Friday, October 13, 2006

Law: the Stick

In Great Britain, the opposition party and environmental organizations have long called for a bill setting regular carbon emissions reduction targets. No surprise there. The surprise is that such a bill may be introduced by the Government.

Why would a conservative government introduce such a bill? Add up the overwhelming scientific evidence, growing awareness of the economic costs of inaction (see previous post), and, perhaps most importantly, a growing public consensus that our planet is really in grave danger, and the arithmetic becomes pretty compelling to almost any politician.

I say “almost any politician” of course because I live in the United States.

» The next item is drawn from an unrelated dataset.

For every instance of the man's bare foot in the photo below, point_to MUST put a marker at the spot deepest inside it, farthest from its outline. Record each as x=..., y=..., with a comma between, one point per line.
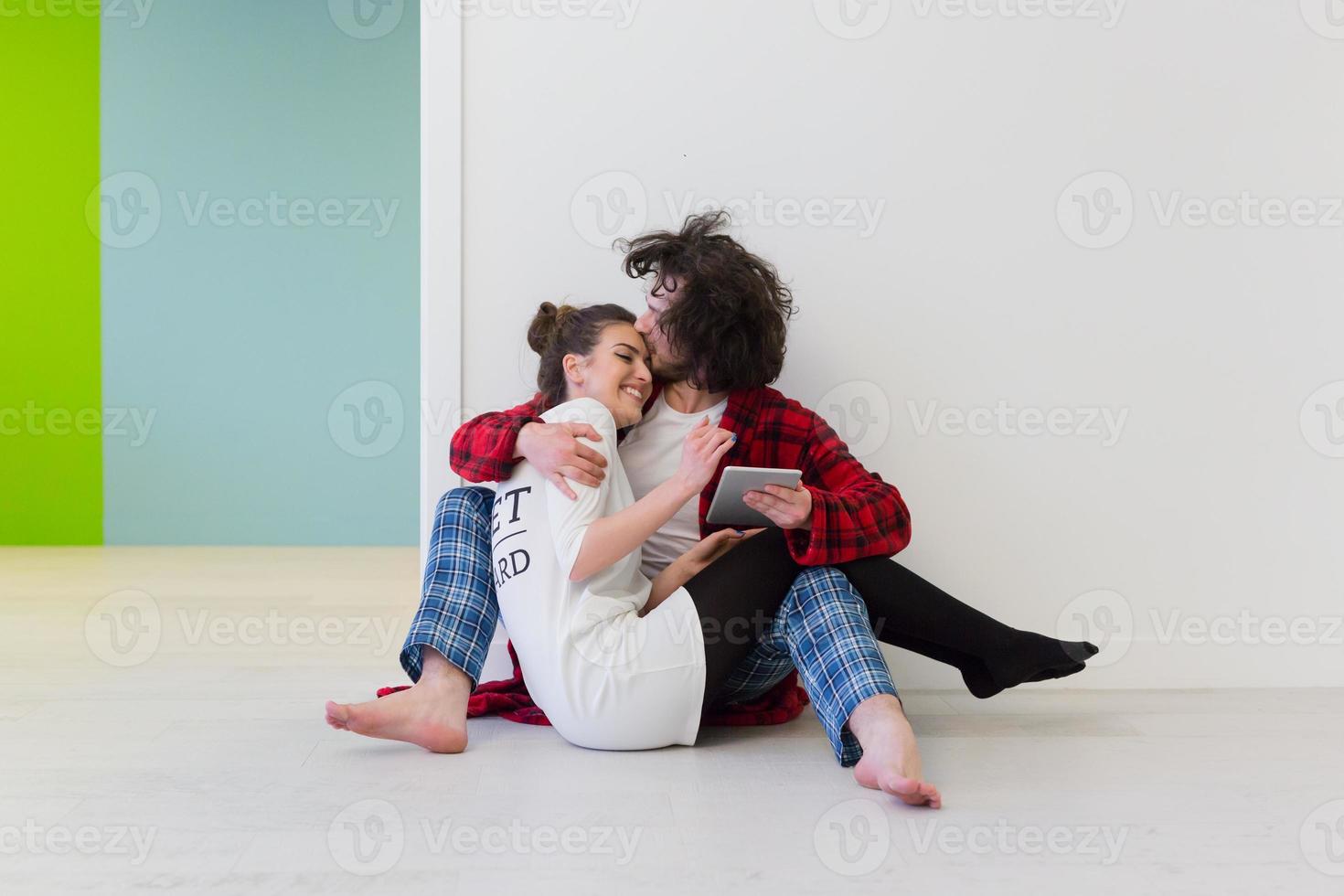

The advantages of passing laws to enforce socially desirable ends has a long history of success in general, and in solving environmental problems in particular. The problem with voluntary action in a free market economy is that no one wants (or can afford to) be first. No automaker wants to be the first to make slightly more expensive cars with better gas mileage – they fear they’ll go out of business if consumers choose their competitors’ cheaper equivalents. A law raising fuel efficiency standards, on the other hand, puts everyone on a level playing field AND gets automakers into competition with each other to invent the most efficient means to the end. Everyone wins. Using the law as the stick got us out of our smog problem and is well on its way to solving the ozone problem.

We can go a long way toward limiting global warming by just passing a law limiting carbon emissions by the power and transportation industries, and then sitting back and watching the free market economy go to work on the problem.